13 October 2009

Washington — The United States was once the only country with a law making it a crime to bribe a foreign official.
Now many countries have such laws, investigators and prosecutors from different countries cooperate closely, and two international conventions make their work easier.
For decades after Congress and then-President Jimmy Carter made it a crime to bribe foreign officials and politicians to secure business, the United States was alone in this anti-corruption fight. Some executives complained that the Foreign Corrupt Practices Act of 1977 — enacted in the wake of a global scandal over bribes that Lockheed Aircraft Corporation paid to sell fighter jets — forced them to compete in overseas markets with one arm tied behind their backs.
Instead of repealing the law, Congress directed the executive branch to get other nations on board so bribery would no longer be regarded as a cost of doing business. Those efforts bore fruit in 1997, when the Organisation for Economic Co-operation and Development (OECD) adopted a tough Anti-Bribery Convention. It went into force in 1999.

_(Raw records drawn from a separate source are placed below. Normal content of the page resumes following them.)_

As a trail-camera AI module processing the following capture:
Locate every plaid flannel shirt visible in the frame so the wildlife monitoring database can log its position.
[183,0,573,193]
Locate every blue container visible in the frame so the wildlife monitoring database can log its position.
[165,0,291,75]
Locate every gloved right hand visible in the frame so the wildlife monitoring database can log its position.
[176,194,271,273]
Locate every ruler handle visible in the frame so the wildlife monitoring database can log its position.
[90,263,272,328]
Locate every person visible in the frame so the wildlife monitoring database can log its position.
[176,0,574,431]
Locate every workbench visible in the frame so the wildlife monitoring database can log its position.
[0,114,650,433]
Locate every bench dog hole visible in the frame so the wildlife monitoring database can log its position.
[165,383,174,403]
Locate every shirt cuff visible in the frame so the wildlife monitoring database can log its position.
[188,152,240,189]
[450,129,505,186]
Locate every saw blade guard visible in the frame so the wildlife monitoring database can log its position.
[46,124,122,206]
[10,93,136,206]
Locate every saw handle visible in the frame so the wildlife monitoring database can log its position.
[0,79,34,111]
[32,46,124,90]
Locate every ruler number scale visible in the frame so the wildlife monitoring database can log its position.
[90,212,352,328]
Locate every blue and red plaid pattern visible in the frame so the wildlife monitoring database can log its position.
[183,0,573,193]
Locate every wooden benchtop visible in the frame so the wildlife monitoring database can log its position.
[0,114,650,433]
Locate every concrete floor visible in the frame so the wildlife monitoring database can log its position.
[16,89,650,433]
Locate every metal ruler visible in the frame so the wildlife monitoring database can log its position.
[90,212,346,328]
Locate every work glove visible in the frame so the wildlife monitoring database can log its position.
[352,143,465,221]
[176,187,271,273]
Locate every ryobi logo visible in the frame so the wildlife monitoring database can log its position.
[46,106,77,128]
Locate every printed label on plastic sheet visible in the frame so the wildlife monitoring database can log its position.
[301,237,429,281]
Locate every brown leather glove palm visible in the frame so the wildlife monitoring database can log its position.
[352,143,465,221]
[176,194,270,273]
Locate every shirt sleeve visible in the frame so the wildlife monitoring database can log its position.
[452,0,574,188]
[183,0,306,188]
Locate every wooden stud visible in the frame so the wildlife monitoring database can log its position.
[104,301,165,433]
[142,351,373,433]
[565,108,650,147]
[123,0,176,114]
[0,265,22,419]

It took several years for countries to ratify the convention and bring their criminal statutes into line, but today 38 nations have done so, including eight non-OECD countries (Argentina, Brazil, Bulgaria, Chile, Estonia, Israel, Slovenia and South Africa). With those added to the entire roster of OECD nations, parties to the convention represent not only most of the major entities in the world’s economy, but the homes of many multinational corporations.
“We were completely alone for 20 years. We were the only country with a statute that criminalized conduct that was regular business practice in a lot of other jurisdictions,” recalled Mark Mendelsohn, who oversees U.S. Department of Justice efforts to fight international corruption. Now he calls the effort to criminalize business bribes “a global initiative.”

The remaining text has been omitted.